The logic of living dynamics beyond humans, and the sorts of ancillary phenomena created through it, might at first appear strange and counterintuitive. But they permeate our every day lives, and they might help us understand our lives differently if we could just learn to look for them. One example is the wide-spread connection between the topology of landscape and human bodies.
A Zan verse on mountains and water (山水;also means landscape in Chinese)says
看山是山 看水是水
看山不是山 看水不是水
看山仍然是山 看水依然是水
青原惟信禅师
《指月录 卷二十八 六祖下第十四世》
The first stage, seeing mountain as mountain and water as water; the second stage, seeing mountain not as mountain and water not as water; and the third stage, seeing mountain still as mountain and water still as water.
Recording of pointing at the moon: Scroll 28
The emphasis on defamiliarization—coming to see the strange as familiar so that the familiar appears strange—calls to mind a long anthropological tradition that focuses on how an appreciation for context (historical, social, cultural) destabilizes what we take to be natural and immutable modes of being.
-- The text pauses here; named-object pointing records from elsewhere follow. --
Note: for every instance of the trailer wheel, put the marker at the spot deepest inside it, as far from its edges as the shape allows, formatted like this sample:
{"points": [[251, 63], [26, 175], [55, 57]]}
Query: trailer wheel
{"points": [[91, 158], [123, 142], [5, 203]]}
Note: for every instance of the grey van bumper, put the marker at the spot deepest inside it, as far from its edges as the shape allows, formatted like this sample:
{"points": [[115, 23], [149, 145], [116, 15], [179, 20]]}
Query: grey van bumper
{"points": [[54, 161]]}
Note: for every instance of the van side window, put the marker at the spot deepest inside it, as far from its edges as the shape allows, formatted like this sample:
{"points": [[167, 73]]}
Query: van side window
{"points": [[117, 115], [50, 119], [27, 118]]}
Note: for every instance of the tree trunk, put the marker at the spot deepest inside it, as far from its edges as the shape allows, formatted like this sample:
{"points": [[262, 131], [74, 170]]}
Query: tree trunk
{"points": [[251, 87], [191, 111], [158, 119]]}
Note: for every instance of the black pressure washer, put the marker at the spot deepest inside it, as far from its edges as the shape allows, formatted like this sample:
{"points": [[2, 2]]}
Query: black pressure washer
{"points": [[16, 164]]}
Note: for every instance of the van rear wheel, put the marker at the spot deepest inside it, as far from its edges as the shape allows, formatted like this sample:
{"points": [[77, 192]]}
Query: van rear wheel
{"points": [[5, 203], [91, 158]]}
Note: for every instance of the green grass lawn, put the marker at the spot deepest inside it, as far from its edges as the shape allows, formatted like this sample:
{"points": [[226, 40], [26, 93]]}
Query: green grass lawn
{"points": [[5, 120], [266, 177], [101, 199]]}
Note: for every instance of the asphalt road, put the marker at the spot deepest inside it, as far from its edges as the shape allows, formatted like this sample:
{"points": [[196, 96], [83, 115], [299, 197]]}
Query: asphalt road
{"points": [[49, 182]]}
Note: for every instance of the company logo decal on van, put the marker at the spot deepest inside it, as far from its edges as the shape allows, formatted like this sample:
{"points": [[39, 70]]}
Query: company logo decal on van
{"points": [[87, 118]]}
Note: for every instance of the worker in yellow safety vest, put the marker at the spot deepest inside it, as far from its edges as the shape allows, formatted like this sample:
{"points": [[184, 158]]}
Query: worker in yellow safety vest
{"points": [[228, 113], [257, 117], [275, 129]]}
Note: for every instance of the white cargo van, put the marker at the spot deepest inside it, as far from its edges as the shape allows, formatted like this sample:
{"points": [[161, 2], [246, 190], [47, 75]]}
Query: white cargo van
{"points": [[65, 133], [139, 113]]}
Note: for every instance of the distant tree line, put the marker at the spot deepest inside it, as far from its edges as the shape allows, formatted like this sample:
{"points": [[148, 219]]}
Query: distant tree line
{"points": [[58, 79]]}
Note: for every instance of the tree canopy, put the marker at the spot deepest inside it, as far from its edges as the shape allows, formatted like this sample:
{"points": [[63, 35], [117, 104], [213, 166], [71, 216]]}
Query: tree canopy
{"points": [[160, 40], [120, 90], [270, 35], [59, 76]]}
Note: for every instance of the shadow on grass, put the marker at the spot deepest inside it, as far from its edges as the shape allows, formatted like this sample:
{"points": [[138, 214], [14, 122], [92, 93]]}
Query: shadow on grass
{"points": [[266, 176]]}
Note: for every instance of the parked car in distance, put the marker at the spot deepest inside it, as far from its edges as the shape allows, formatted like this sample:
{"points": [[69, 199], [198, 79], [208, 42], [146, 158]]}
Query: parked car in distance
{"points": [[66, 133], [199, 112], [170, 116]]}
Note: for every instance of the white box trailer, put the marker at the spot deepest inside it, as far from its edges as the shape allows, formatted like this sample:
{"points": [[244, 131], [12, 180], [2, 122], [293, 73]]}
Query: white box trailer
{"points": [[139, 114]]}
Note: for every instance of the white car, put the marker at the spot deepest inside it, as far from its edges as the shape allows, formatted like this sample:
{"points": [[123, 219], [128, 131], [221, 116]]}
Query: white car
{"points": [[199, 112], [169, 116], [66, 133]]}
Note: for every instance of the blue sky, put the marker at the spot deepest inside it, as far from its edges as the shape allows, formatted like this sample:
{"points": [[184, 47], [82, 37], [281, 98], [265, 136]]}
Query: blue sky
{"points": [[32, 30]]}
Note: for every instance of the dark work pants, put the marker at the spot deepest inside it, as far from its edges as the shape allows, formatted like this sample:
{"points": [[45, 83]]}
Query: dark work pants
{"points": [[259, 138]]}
And yet, when compared to the distance-making practice associated with more traditional liberatory ethnographic or genealogical exercises, seeing the human from somewhat beyond the human does not merely destabilizes the taken-for-granted; it changes the very terms of analysis and comparison.
This reach-beyond-the-human changes our understanding of the foundational analytical concepts such as context but also others, such as representation, relation, self, ends, difference, similarity, life, the real, mind, person, thought, form finitude, future, history, cause, agency, relation, hierarchy, and generality. It changes what we mean by these terms and where we located the phenomena to which they refer, as well as our understanding of the effects such phenomena have in the living world in which we reside. *
* Kohn E. How Forests Think : Toward an Anthropology beyond the Human. University Of California Press; 2015.